Requisites When Buying Second Property: London vs Singapore


As home prices continue to rise in recent years, many people are looking for a way to make their money work for them. One popular option is investing in property – whether by buying one’s first property or second property. However, this can be an intimidating process with so many aspects to consider.

For many residents, buying a second property in Singapore can be very tempting; however, doing so isn’t always the best way to go due to complex regulations and costs. This is the reason most people invest overseas, such as London, instead.

There are many considerations when buying second property in Singapore, such as the following:

  1. You need to have an existing property in Singapore first.

Yes, you’ll need to buy a private property before you can own another one. You might have heard that buying your first home is expensive but it’s not as bad in the long run if done right.

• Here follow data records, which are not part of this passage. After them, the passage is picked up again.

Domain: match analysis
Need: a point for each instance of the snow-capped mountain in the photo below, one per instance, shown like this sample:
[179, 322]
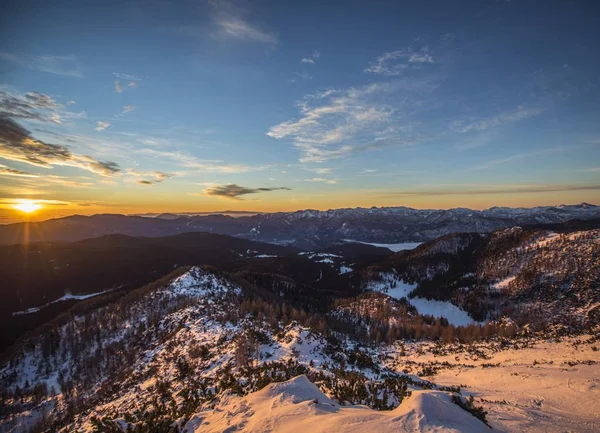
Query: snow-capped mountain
[173, 356]
[327, 340]
[386, 224]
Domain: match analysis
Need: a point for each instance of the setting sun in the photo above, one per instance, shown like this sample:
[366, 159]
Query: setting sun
[27, 206]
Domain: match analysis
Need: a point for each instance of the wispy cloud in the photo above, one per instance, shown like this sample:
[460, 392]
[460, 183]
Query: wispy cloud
[396, 63]
[235, 192]
[335, 123]
[149, 177]
[231, 27]
[101, 126]
[58, 65]
[126, 77]
[322, 180]
[128, 109]
[319, 170]
[521, 156]
[312, 59]
[17, 144]
[494, 189]
[125, 81]
[519, 113]
[7, 171]
[186, 161]
[34, 106]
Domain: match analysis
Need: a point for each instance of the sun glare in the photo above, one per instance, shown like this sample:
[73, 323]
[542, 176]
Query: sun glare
[27, 206]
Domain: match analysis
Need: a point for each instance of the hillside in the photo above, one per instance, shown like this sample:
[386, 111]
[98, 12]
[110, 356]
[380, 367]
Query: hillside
[531, 275]
[307, 229]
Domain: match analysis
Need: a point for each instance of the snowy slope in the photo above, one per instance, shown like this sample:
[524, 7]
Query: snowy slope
[298, 405]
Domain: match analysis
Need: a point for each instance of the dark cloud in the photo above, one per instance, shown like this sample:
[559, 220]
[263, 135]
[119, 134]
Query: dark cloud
[28, 106]
[7, 171]
[234, 191]
[17, 144]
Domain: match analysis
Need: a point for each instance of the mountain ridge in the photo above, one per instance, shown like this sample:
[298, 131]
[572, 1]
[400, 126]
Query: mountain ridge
[375, 224]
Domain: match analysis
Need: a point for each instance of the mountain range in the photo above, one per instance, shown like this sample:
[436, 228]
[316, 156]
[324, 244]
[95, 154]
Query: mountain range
[305, 228]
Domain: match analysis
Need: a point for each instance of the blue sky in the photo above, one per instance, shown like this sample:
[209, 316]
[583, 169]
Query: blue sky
[199, 105]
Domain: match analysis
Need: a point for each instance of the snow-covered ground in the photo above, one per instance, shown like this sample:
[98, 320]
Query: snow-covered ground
[66, 297]
[400, 289]
[298, 405]
[393, 247]
[550, 387]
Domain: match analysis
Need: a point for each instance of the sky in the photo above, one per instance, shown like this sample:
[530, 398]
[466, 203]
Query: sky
[196, 106]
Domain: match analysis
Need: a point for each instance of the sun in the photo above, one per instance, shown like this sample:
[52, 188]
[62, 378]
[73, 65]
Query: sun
[27, 206]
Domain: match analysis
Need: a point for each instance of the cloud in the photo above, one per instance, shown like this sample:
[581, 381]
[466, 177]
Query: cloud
[120, 88]
[101, 126]
[312, 59]
[58, 65]
[234, 192]
[17, 144]
[34, 106]
[520, 113]
[323, 180]
[191, 162]
[396, 63]
[336, 123]
[323, 170]
[7, 171]
[231, 27]
[156, 176]
[126, 77]
[521, 156]
[495, 189]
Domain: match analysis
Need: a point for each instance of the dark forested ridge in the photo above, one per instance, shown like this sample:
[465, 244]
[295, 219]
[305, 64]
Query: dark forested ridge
[308, 229]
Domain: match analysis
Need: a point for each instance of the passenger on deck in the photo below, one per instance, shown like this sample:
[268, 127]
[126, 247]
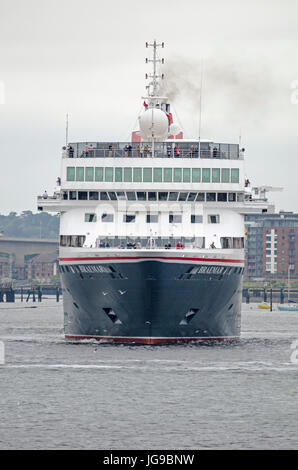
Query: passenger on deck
[215, 152]
[177, 151]
[70, 151]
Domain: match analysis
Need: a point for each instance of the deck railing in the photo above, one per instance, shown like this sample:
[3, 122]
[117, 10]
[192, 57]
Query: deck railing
[161, 150]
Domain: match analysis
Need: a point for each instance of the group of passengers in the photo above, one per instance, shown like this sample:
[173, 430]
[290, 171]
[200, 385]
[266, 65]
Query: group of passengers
[143, 151]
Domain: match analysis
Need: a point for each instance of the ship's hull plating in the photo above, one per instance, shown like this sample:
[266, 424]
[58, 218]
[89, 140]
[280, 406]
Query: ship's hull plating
[151, 301]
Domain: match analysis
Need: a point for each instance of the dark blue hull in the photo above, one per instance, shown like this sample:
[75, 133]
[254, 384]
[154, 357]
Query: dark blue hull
[151, 301]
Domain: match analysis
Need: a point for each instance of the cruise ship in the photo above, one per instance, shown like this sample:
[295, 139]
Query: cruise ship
[152, 231]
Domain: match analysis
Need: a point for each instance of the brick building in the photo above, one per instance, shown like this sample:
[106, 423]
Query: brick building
[271, 251]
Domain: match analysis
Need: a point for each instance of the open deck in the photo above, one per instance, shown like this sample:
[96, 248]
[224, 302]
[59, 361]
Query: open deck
[167, 149]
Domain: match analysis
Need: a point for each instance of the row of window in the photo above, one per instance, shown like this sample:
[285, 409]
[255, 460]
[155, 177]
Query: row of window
[153, 218]
[148, 242]
[153, 196]
[156, 175]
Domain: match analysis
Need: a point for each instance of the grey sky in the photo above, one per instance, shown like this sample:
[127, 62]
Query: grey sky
[87, 59]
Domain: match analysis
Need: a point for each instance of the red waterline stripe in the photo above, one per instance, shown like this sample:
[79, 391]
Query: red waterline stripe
[178, 258]
[144, 340]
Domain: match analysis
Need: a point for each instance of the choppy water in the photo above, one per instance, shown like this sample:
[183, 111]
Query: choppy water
[58, 395]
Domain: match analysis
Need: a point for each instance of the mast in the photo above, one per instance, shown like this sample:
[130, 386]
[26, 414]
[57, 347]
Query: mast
[153, 97]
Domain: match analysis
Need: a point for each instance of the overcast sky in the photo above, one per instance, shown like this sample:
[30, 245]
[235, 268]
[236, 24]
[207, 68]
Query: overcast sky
[86, 58]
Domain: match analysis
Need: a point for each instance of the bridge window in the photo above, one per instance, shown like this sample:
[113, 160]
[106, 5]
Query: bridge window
[118, 175]
[210, 197]
[98, 174]
[186, 175]
[167, 175]
[225, 175]
[89, 173]
[131, 196]
[90, 218]
[213, 219]
[151, 196]
[196, 219]
[79, 173]
[235, 175]
[82, 195]
[70, 173]
[93, 195]
[200, 197]
[177, 175]
[129, 218]
[206, 175]
[175, 218]
[147, 175]
[127, 175]
[152, 218]
[182, 196]
[215, 175]
[222, 197]
[162, 196]
[191, 196]
[196, 175]
[137, 175]
[157, 175]
[109, 174]
[173, 196]
[141, 196]
[104, 196]
[112, 196]
[107, 217]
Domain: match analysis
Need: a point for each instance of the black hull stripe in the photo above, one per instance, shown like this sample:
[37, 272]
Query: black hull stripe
[149, 340]
[152, 258]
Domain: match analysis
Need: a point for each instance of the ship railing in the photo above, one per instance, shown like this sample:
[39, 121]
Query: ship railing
[161, 150]
[45, 197]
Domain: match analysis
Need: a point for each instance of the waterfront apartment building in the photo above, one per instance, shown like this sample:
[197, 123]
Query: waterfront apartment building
[271, 248]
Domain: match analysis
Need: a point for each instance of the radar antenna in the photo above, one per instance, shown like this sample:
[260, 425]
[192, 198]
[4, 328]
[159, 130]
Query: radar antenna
[154, 84]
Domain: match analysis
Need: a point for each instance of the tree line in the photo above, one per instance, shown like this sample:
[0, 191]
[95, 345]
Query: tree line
[29, 225]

Mortgage interest rates are high these days and becoming even more expensive every year so make sure ABSD (additional housing purchase duty) taxes don’t break the bank too much when purchasing an HDB flat or condo for yourself. If you intend to buy an HDB flat followed by a condo, then you must purchase the HDB flat first then fulfill its maximum occupancy period before getting a condo.

  1. Additional Buyer’s Stamp Duty.

When it comes to taxes, Singapore citizens are charged 12% for their second property, while Singapore PRs are charged 15%. On the other hand, foreigners must purchase properties at a 20% above-market rate due to restrictions put in place by the government aimed at preserving its limited land area and housing supply.

If you are looking to buy another residential property in Singapore, make sure that the conditions for doing so are right. It’s important not only to do your research on properties before buying one but also take these cooling measures into account when making any investments here.

Buying second property in London meanwhile can be a more practical alternative because of the following reasons:

  1. Foreigners can buy property in London.

Non-resident foreigners are allowed to buy property in the UK. They face no particular restrictions as long they can demonstrate their funds come from an independent source and not financed by another country’s government.

  1. Wide array of properties to choose from.

In London, there are many property options to choose from, including freehold and leasehold flats as well as houses. You can also buy newly-built or under-construction properties, or opt for resale property.

  1. The seller will issue you a home report.

The seller is legally obliged to provide you with a Home Report that provides information on the property and its energy efficiency. The report will also detail what features of your potential new home are there, as well how much it costs for operating expenses in comparison with other properties like hotels or restaurants.

  1. There are financing options that you can apply for.

When buying a property in London, you can take out a mortgage from either the UK or Singapore, but once again you are not allowed to use your CPF savings for any part of this purchase.